Competition threatens to steal market share from a business. One key to adapting to new and strengthening competition is to recognize that competition takes place on more than one level. For example, on a brand level, two companies compete to sell the same type of product or service to the same pool of customers, such as two different brands of cola, while on the product level, a company's product competes with other types of products a consumer might consider to fulfill the same desire or need, like cola versus juice.
There is also a budget level, however, where two very different products compete for a consumer's limited dollar, such as going to a restaurant versus going to see a movie at the theater, or such as taking a family vacation versus buying a new family car. As competition becomes increasingly global, it becomes increasingly imperative for businesses to remain aware of the different ways they compete in the marketplace and the different forces competing against them.
Economic cycles and inflation are two economic forces that exert a strong influence over a business's operations.

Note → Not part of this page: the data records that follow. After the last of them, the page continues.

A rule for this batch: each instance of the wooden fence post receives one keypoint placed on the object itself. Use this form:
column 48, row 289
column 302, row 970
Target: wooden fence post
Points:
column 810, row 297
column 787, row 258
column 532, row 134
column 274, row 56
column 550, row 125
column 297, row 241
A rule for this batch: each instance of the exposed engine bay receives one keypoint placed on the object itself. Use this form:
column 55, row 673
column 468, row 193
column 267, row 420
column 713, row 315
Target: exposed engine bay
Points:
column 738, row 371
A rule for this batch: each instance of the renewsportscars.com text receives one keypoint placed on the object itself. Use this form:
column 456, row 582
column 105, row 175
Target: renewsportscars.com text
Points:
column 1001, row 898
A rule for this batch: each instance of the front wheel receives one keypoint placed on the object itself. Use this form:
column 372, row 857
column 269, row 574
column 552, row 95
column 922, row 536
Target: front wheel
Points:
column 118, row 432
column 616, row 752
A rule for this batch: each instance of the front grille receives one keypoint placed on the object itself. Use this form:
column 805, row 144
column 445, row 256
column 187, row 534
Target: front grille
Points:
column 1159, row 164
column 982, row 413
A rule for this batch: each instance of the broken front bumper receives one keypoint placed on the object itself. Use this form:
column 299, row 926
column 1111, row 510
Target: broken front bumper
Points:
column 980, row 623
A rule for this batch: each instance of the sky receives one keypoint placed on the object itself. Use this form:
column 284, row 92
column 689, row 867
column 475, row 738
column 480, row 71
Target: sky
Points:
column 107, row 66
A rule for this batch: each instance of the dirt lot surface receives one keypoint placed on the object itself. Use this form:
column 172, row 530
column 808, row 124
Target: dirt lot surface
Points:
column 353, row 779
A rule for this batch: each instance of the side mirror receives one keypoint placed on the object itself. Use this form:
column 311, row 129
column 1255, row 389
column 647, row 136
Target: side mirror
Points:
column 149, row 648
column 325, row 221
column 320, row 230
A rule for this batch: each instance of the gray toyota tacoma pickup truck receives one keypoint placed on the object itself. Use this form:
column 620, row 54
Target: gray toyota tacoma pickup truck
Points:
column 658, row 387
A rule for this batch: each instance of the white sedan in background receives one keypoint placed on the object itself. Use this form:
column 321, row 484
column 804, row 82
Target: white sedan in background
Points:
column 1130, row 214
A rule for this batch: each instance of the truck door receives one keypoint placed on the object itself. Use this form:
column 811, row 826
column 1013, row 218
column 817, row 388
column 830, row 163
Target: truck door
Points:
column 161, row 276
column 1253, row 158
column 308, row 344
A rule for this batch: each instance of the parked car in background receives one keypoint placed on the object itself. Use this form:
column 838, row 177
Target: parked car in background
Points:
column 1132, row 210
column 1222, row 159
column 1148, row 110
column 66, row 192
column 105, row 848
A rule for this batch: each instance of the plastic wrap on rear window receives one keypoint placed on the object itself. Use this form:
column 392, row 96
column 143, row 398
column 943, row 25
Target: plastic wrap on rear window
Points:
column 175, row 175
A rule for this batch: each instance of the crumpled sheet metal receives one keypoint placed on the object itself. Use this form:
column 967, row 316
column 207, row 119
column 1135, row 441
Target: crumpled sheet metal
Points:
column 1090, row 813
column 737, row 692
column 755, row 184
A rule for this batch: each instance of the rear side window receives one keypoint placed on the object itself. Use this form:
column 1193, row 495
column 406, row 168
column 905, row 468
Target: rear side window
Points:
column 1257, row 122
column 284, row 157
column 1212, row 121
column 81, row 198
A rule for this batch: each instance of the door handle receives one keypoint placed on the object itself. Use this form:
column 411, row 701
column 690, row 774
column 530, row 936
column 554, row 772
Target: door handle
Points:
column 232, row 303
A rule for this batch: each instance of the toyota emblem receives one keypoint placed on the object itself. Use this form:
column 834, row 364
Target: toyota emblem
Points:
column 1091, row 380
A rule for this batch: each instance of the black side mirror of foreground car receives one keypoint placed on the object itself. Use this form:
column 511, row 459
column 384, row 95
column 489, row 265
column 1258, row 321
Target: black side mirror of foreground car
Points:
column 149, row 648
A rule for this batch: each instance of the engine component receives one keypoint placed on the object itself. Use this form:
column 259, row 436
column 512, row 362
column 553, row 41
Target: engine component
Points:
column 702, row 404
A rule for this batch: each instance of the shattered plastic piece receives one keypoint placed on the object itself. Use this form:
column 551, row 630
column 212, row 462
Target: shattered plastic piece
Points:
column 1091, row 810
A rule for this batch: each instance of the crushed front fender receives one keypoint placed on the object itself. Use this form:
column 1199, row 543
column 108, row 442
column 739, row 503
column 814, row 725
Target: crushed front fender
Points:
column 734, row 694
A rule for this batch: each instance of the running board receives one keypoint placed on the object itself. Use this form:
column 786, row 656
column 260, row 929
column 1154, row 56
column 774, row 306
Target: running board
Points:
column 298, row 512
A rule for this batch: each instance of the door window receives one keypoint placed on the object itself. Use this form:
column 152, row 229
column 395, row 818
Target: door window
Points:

Economic cycles involve consumers' patterns of spending and saving in relation to various products and services. These cycles can repeat for years, or longer, but they don't repeat forever; eventually, cycles change, and when they do, a business must be ready to adapt its schedules of production, distribution, and marketing to keep up with these shifts.
Inflation also changes consumers' spending patterns as well as a company's costs of production and distribution. Coming up with a plan to adjust your costs and pricing models to reflect inflation can make a tremendous difference in keeping every part of your supply chain working with you seamlessly as you all navigate a shifting economic climate.
Politics and the Law
Businesses of every size are subject to an array of local, national and international laws affecting how they operate their business and account for profits. These laws are changing all the time, most significantly each time the political landscape changes. The people in legislature influence which laws are changed and how they are changed as well as what news laws are implemented. Business owners must, therefore, be extremely savvy about the current political climate they are entering as well as stay keen to all the potential legal issues that can be affected by changes in that climate.
One way that technology has helped create solutions to the problem of adapting to its own constant changes is through apps and online resources that educate and inform people of these changes, their implications and new tech solutions for adapting to these changes. An example of this is the Course Hero free online learning platform that uses the power of crowdsourcing to provide relevant lessons on prevailing trends and useful answers to current questions.
The marketing environment is comprised first and foremost of people. As the cultures, customs and demographics of society changes, so too do our purchasing habits and the ways marketers can effectively reach us. To stay competitive in an ever-changing social environment, a business must stay on top of all the statistics pertaining to their target markets.
In science, it is often said that the only universal constant is change. Armed with that awareness and a deep understanding of how the various forces of the marketing environment affect your business, you can be all the more prepared to face those inevitable changes in the marketing climate when they come.